Maintenance and Green Buildings

I'm Dan Hounsell, editor of Maintenance Solutions magazine. Today's topic is maintenance and green buildings.

The impact of the green building movement has reached unprecedented levels. News about schools, commercial offices and health care facilities vying for green building certification is becoming more commonplace.

Lately, professional sports arenas and stadiums have joined the movement. It's becoming more common for new construction projects to incorporate green elements into an arena’s plans. But what about existing buildings? The answer to that question begins with Philips Arena in Atlanta.

Arenas, especially those that host multiple sports teams, pose a host of maintenance and engineering challenges related to lighting, indoor air quality, and HVAC systems that no other type of facility can match. So when Philips Arena decided to pursue certification under the U.S. Green Building Council's rating system, Leadership in Energy and Environmental Design, the committee spearheading the effort understood it would not be easy, especially on a strict budget.

"The first thing we did was sit down and look at the manual and determine what credits and what points we could go after," says Barry Henson, the arena’s vice president of building operations. "We were also challenged with doing this and not having any capital outlay and not breaking the bank, so to speak.
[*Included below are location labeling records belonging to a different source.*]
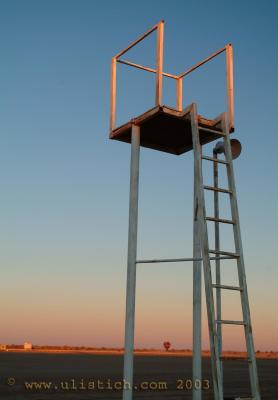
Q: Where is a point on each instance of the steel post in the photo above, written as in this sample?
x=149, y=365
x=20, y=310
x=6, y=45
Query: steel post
x=131, y=264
Everything had to have payback."

Take water efficiency as an example. Atlanta is the largest U.S. city serviced by the smallest aquifer per capita, Henson says, so initiatives to conserve water are critical. The arena installed urinals that use one-half gallon per flush during original construction in the late 1990s, and it has added one-half-gallon-per-minute aerators to faucets. All public restrooms also feature automatic faucets.

To meet LEED's Minimum Indoor Plumbing Fixture & Fitting Efficiency prerequisite in the water-efficiency category, the arena has implemented a strict preventive maintenance program to monitor the performance of its plumbing fixtures.

Finally, the arena's landscape partner has incorporated more indigenous plants to reduce the frequency of irrigation requirements from daily to weekly, earning the arena the Water Efficient Landscaping credit.